Quantifying the Effects of Railhead Treatments on Adhesion

A research project evaluating the impact of Double Variable Rate Sanders and railhead treatments on braking and traction during low adhesion.
Class 323 train in sunshine

Each year, the GB rail industry invests around £64.5M to mitigate and manage low adhesion problems. Measures include Rail Head Treatment Trains (RHTTs) and Traction Gel Applications (TGAs). While these treatments are widely used, there isn’t yet comprehensive in-service data to quantify their effects on braking.  

As well as these regular annual measures, industry also invests in new initiatives such as Double Variable Rate Sanders (DVRS) and the Adhesion Treatment Using Service Train (ATUST) system, a train-borne solution that deposits friction modifier to the wheel-rail interface at specific locations. 

An RSSB research project will evaluate the effects of different railhead treatment over the Birmingham Cross-City line.
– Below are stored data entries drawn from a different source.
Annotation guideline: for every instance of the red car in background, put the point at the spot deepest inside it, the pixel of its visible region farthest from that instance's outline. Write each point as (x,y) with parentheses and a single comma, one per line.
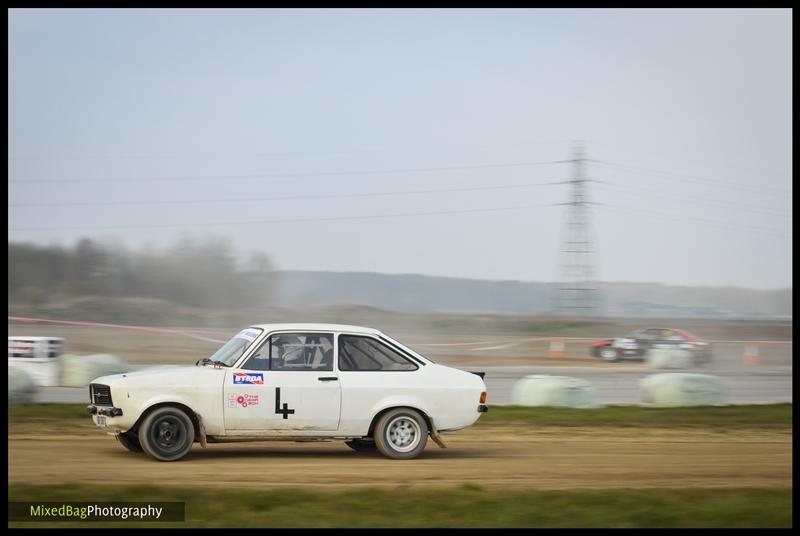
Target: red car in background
(634,346)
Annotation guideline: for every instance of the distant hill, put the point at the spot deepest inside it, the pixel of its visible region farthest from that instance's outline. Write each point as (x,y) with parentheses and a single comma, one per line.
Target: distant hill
(422,293)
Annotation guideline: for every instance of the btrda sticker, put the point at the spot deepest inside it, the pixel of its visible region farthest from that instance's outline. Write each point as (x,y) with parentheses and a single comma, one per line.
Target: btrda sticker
(242,401)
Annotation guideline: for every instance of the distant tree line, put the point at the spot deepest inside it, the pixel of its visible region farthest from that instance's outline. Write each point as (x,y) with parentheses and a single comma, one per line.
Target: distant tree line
(193,272)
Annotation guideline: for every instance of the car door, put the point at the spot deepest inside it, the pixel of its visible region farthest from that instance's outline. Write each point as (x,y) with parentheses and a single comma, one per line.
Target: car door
(288,383)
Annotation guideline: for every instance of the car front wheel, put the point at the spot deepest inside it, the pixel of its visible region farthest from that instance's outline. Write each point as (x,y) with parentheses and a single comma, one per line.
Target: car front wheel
(401,434)
(167,434)
(609,354)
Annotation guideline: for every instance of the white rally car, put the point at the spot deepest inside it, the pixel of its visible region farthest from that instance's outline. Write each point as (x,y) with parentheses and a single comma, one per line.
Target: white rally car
(300,382)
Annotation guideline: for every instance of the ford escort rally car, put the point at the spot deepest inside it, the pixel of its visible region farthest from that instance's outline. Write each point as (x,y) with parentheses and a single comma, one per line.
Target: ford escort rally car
(298,382)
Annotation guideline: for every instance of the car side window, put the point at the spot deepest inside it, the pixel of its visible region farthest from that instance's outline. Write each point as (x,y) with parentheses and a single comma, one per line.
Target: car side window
(294,351)
(358,353)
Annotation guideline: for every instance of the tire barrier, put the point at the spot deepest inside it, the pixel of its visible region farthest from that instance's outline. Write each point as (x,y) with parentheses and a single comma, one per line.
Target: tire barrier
(21,387)
(80,370)
(670,389)
(556,391)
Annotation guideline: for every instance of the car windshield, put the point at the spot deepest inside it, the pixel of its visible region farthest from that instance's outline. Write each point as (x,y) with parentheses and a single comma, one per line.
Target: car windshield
(232,350)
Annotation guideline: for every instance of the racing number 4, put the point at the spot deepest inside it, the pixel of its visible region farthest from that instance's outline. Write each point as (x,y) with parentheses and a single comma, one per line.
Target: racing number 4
(285,411)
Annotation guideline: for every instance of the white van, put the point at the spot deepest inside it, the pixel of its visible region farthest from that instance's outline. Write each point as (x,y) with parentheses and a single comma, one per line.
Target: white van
(38,356)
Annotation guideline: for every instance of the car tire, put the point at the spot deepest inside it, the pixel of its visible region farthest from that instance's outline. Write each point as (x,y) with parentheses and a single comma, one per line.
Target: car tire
(130,440)
(166,434)
(401,434)
(609,354)
(361,445)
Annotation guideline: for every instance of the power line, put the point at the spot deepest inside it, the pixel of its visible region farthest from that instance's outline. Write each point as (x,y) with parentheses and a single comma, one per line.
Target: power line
(697,180)
(280,198)
(694,199)
(202,154)
(284,175)
(665,216)
(298,220)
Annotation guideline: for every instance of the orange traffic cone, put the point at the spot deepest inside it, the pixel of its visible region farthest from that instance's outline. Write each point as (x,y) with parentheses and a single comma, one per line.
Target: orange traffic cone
(750,354)
(557,348)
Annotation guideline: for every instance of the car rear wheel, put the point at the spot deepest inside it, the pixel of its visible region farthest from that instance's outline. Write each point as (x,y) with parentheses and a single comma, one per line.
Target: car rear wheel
(361,445)
(401,434)
(167,434)
(130,441)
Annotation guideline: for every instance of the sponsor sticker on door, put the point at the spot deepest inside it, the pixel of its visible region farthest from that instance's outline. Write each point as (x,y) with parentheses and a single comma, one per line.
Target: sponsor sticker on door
(242,401)
(243,378)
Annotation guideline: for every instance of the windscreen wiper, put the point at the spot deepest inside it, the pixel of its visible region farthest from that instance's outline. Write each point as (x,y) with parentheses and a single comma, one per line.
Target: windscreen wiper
(207,360)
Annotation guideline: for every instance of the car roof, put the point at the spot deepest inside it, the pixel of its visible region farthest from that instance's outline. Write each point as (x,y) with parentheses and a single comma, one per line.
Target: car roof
(300,326)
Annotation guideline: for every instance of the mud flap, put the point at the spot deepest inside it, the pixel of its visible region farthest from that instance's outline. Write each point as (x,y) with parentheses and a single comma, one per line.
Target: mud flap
(202,431)
(435,436)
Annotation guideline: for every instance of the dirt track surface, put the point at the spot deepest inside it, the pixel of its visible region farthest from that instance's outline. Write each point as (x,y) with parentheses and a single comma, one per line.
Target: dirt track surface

The leafy nature of this line means it has a number of low-adhesion risk sites.  

Building on RSSB research undertaken on the Cross-City line in 2018, this project will look at how low adhesion affects the ability to keep to timetable, and what level of braking improvement is generated by different railhead treatments. It will also consider the effect of other factors, such as driving style. 

Data on braking distances and adhesion levels will be collected from six class 323 units, and analysed alongside additional operational data supplied by West Midlands Trains and Network Rail. 

We expect to publish the results in time to inform seasonal preparedness strategies for autumn 2020.